Still, the skeletons in Gottlieb’s closet would not go away. In 1984 Gottlieb agreed to meet with the family of Frank Olson, the former MKULTRA colleague who had “fallen or jumped” from his Manhattan hotel room in 1953. Eric Olson, Frank Olson’s son, was unconvinced by Gottlieb’s explanation for the “accident,” and, after Frank Olson’s widow and Eric’s mother passed away, ordered Frank’s body exhumed in 1994. As information about MKULTRA built in the public’s awareness, other cases were reopened, including that of Stanley Glickman. (257) The courts were now involved and Gottlieb could not count on the CIA to get him out of his legal trouble. Gottlieb pushed back the trial for Glickman’s murder as long as he could, and then, in early March, 1999, Sidney Gottlieb died.
Like Frank Olson, it was not officially revealed whether or not the death had been a suicide (p. 259).
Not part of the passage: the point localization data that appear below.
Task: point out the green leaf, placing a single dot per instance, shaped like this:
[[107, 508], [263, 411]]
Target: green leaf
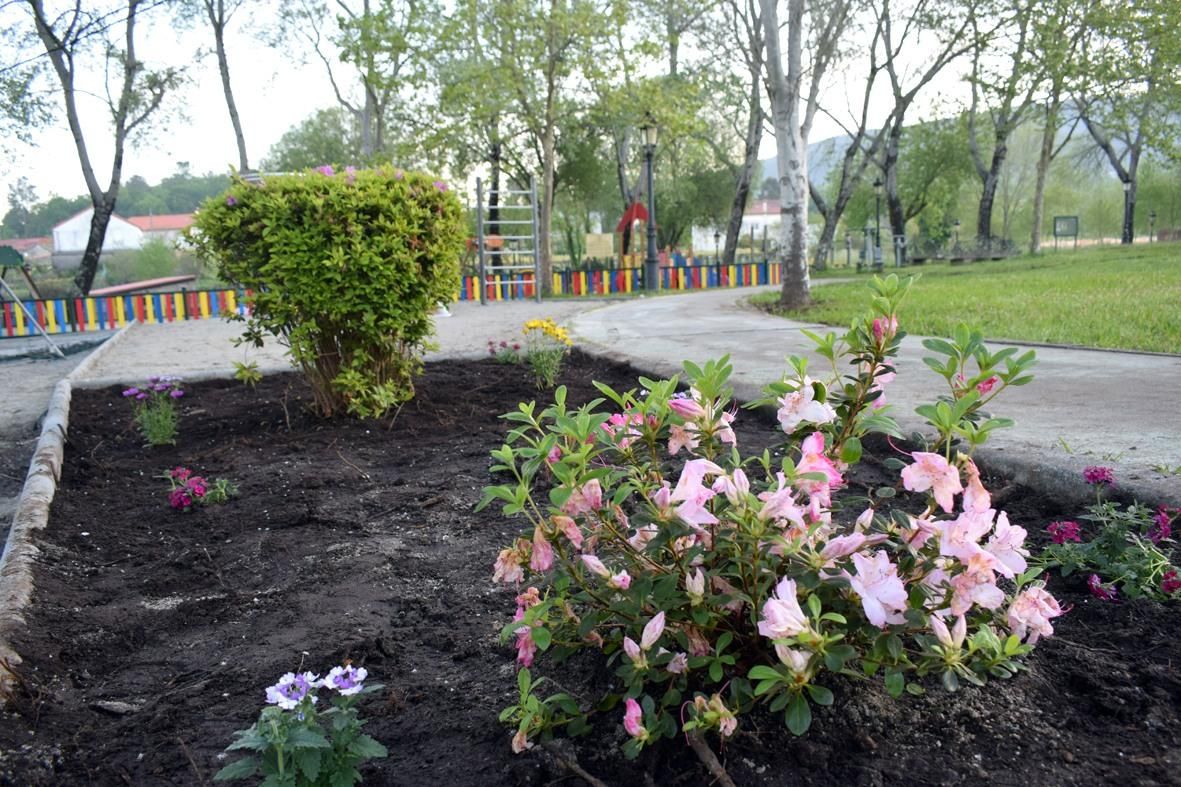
[[242, 768], [820, 695], [367, 748], [798, 715]]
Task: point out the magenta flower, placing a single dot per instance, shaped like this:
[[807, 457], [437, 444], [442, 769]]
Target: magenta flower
[[292, 689], [1096, 475], [346, 680], [932, 472], [1063, 532], [633, 720], [1098, 590]]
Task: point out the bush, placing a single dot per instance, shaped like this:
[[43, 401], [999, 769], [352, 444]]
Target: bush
[[345, 268], [719, 583]]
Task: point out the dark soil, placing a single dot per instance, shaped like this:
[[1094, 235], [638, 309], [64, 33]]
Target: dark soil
[[152, 633]]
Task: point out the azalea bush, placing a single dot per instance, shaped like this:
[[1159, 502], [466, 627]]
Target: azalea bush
[[346, 268], [546, 345], [1127, 551], [155, 408], [715, 583], [187, 489], [294, 742]]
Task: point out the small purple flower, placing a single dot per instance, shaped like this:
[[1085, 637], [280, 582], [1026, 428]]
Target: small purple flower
[[1096, 475], [1101, 591], [346, 680], [292, 689], [1063, 532]]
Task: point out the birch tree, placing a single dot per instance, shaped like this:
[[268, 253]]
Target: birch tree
[[132, 97]]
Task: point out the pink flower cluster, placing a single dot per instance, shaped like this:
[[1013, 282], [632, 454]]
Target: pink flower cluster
[[188, 488]]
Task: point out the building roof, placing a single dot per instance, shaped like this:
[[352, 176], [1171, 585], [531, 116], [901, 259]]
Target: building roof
[[163, 222], [25, 244], [763, 208]]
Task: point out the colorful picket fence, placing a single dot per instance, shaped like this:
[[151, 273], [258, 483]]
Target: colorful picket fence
[[112, 312], [108, 313]]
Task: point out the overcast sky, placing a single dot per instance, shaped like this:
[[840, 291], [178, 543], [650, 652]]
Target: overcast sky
[[273, 92]]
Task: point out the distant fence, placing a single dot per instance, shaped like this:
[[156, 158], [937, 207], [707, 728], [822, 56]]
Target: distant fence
[[112, 312]]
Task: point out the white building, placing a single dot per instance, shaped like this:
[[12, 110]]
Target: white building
[[70, 236]]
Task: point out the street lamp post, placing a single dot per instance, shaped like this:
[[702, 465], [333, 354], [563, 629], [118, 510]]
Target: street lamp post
[[651, 265], [878, 220], [1127, 213]]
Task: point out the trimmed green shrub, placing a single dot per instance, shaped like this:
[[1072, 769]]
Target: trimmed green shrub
[[345, 268]]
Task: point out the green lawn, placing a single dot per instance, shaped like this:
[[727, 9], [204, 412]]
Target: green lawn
[[1109, 297]]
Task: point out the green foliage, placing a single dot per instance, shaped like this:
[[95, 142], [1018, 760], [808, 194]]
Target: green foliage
[[1130, 547], [346, 270]]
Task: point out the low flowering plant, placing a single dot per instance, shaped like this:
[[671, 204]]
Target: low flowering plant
[[297, 742], [155, 408], [546, 345], [1127, 547], [715, 581], [506, 352], [188, 489]]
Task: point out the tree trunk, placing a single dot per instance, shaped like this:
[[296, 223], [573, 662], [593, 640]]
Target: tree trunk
[[790, 151], [217, 19], [1045, 156], [546, 208], [746, 174]]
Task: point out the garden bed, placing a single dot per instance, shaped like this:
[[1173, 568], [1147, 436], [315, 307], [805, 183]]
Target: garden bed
[[152, 633]]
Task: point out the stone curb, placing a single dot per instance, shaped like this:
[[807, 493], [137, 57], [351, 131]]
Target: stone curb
[[1057, 477], [32, 512]]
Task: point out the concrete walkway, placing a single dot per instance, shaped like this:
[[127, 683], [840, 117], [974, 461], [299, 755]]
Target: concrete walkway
[[1084, 407]]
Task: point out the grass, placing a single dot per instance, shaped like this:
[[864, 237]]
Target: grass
[[1109, 297]]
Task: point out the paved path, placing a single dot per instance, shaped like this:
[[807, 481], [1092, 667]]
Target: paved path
[[1084, 407]]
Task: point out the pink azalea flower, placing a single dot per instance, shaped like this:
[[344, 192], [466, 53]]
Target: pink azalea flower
[[1030, 615], [633, 720], [692, 494], [585, 499], [1101, 591], [952, 639], [801, 407], [782, 616], [814, 460], [735, 486], [571, 529], [1006, 546], [682, 437], [686, 408], [781, 503], [882, 593], [932, 472], [652, 631], [521, 742], [842, 546], [542, 559], [976, 496], [1063, 532]]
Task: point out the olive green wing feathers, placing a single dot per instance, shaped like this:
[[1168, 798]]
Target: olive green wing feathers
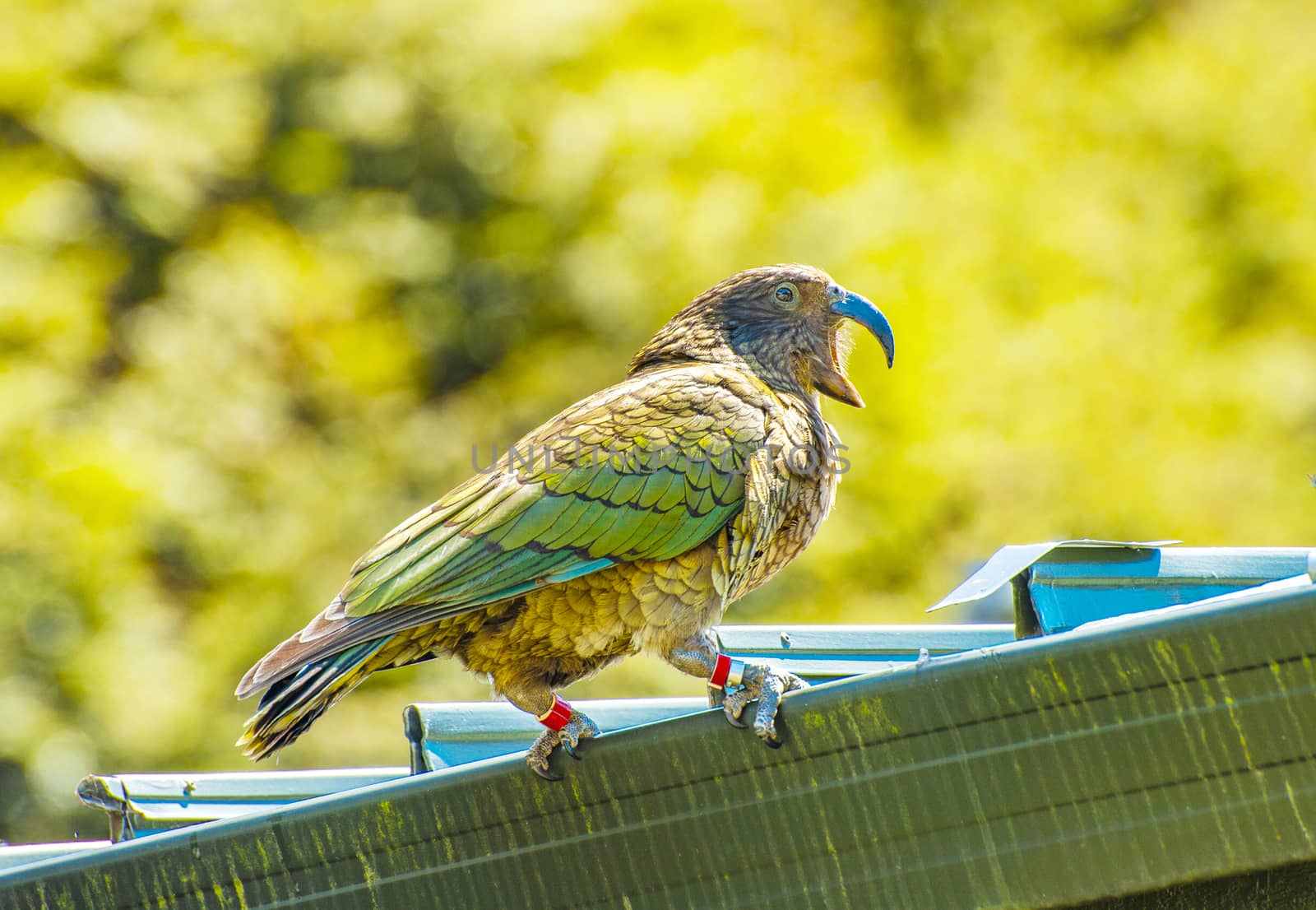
[[646, 469]]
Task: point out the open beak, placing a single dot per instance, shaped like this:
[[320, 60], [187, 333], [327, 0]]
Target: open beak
[[828, 377]]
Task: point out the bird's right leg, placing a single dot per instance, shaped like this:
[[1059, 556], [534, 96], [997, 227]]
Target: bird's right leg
[[743, 681], [565, 726]]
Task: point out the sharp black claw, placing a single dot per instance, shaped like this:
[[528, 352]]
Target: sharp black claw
[[545, 773]]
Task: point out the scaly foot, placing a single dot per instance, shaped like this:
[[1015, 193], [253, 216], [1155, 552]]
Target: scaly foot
[[577, 728], [767, 685]]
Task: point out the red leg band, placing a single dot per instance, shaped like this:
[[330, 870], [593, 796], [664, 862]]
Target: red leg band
[[727, 673], [557, 717]]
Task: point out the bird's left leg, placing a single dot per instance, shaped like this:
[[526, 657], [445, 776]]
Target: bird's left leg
[[565, 726], [741, 681]]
Stephen Kinzer’s Poisoner in Chief is a highly readable, thoroughly researched introduction to the life and work of one of America’s most unknown, and yet infamous, government agents. Kinzer is to be thanked for his plainspoken, courageous book. Even those who have studied the CIA and the various schemes and crimes which “the Agency” has committed over the past seventy-five years will be surprised by some of the information Kinzer relates. To see in one volume a rendering of just some of the lives ruined by just one CIA program, MKULTRA, is a sobering revelation.
Sidney Gottlieb, the person directly responsible for much, if not most, of the MKULTRA devastation over more than twenty years, remains as mysterious at the end of Kinzer’s volume as at the beginning, however. By all accounts Gottlieb was a good student from a stable family. Kinzer speculates that perhaps Gottlieb’s having been rejected for military service in World War II—Gottlieb stuttered and had a clubfoot—left him unsatisfied and impatient to prove his patriotism, an urgent task for the son of immigrant Jews (p. 50). Gottlieb was heavily involved in New Age mysticism and meditation and appears to have expended considerable energy psychologically compartmentalizing his “work,” so there are indications that he was aware that the experiments he and his MKULTRA team were carrying out were, at best, unethical, and objectively speaking often outright crimes.
But Gottlieb was hardly alone in his endeavors, and the explanation that Gottlieb, Allen Dulles, and many others in the CIA gave—to themselves and to each other, and to the world around when pressed—makes the most sense. They had a country to defend, they faced an enemy of unprecedented cruelty in the Soviet Union, and they were willing to do whatever it took, even sacrificing innocent people, to keep Americans as a whole from falling under the spell of communist mind control.